The update introduces a suite of new tools that give users real-time control over background work. Instead of blocking, the parent agent now receives a task ID immediately and can continue the conversation. Users can check status, inject new instructions, collect results, or cancel tasks without interrupting the main chat flow.
How to Use Asynchronous Subagents in Hermes Agent
- Spawn Background Work: Use delegate_task_async to spawn a background agent and receive a task ID immediately, keeping your chat free to continue other work.
- Monitor Progress: Run check_task to get non-blocking status updates plus recent output from any running task without pausing the parent conversation.
- Steer Mid-Flight: Use steer_task to inject a message into a running task, allowing you to adjust instructions or provide feedback while the agent is still working.
- Collect Results: Execute collect_task to block until a specific task completes, then retrieve the full result when you're ready to use it.
- Cancel or List: Run cancel_task to stop a running task, or list_tasks to see all async tasks in your current session.

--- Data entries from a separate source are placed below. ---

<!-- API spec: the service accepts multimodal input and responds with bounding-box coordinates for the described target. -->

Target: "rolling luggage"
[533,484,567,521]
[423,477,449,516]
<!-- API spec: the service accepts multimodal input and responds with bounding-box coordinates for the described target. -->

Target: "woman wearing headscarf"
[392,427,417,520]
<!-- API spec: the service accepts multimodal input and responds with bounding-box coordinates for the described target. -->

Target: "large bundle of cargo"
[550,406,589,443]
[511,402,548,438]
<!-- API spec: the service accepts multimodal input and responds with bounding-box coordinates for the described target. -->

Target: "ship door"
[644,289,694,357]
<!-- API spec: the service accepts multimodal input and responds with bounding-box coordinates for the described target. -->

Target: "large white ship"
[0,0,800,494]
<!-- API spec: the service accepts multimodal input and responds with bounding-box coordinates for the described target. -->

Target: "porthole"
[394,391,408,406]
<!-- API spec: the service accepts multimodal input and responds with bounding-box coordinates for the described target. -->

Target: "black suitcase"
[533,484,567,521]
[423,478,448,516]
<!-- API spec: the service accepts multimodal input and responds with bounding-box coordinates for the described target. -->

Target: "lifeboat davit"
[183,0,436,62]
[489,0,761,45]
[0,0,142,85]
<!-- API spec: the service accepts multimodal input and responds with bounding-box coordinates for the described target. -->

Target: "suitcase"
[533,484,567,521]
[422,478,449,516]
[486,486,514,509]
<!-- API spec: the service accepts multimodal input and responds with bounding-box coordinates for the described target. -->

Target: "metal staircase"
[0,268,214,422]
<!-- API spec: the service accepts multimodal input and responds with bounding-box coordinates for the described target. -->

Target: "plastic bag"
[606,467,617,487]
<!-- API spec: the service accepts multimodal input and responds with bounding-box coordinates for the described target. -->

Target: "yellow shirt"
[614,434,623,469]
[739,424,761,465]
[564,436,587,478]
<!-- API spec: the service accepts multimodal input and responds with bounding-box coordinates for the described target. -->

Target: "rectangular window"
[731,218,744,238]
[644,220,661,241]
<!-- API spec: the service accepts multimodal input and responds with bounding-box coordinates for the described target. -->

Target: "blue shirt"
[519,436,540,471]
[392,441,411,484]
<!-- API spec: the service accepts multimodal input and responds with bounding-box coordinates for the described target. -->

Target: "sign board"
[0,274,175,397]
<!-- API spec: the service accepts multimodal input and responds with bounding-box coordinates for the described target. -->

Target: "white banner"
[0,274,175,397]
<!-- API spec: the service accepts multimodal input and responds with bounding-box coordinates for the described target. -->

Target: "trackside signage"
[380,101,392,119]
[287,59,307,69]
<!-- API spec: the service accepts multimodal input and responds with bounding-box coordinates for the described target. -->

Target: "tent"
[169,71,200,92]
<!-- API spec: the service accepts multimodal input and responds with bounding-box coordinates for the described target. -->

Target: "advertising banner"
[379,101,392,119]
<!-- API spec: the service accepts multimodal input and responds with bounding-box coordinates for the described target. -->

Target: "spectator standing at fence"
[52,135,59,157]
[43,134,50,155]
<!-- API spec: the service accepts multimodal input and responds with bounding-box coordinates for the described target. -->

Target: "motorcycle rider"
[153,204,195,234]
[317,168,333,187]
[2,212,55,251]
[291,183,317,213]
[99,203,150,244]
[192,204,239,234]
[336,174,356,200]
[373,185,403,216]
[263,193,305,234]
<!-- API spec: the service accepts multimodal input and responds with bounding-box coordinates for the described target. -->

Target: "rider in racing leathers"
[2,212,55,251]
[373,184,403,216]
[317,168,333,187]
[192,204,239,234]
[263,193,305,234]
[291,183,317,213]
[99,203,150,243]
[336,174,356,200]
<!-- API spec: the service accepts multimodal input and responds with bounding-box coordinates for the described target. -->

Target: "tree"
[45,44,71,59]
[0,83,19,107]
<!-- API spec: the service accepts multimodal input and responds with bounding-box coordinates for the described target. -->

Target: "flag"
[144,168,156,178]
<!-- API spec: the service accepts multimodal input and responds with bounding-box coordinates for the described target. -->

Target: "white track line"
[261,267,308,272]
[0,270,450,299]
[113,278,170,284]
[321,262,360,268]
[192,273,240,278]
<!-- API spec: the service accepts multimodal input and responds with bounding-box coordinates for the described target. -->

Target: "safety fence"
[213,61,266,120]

Existing Hermes users can enable the feature by running hermes update. The background agents run as in-process threads, reusing the same AI Agent machinery, credentials, and toolsets as the original synchronous delegation system.
Why Does Non-Blocking Delegation Matter for AI Workflows?
The synchronous design prevented several practical workflows. You could not start a long-running agent task and keep working on something else. You could not check in on a run mid-flight or steer it toward a better outcome. You were locked in place until the child agents finished. The asynchronous approach unlocks new use cases where agents can run multiple parallel tasks while maintaining an active conversation with the user.
Each subagent starts with a completely fresh conversation, with no knowledge of the parent's history. The parent must pass everything through goal and context fields. This isolation keeps the parent's context window small, a critical constraint in large language models where every token costs compute and memory. Only the final summary returns to the parent; the child's intermediate tool calls and reasoning stay hidden.
Subagents inherit the parent's API key, provider configuration, and credential pool. That credential pool enables key rotation on rate limits, and users can route subagents to a cheaper model through configuration. This flexibility makes it possible to optimize cost and latency for different types of work.
What's Next for Hermes Agent Development?
The asynchronous delegation feature addresses a long-standing limitation in agent architecture. The implementation was built in the open through issue #5586, showing Nous Research's commitment to transparent development. While the current async subagents are single-session and do not persist across conversation turns, the roadmap includes a feature called ACP (#4949) that targets cross-turn durability, allowing tasks to survive across multiple chat sessions.
This update positions Hermes Agent as a more practical tool for real-world workflows where users need to juggle multiple long-running tasks. The ability to spawn background work, monitor it, adjust it, and collect results without freezing the main conversation mirrors how human teams delegate work in practice. As AI agents become more capable and more widely deployed, the ability to run multiple tasks in parallel while maintaining user control becomes increasingly important for productivity and user experience.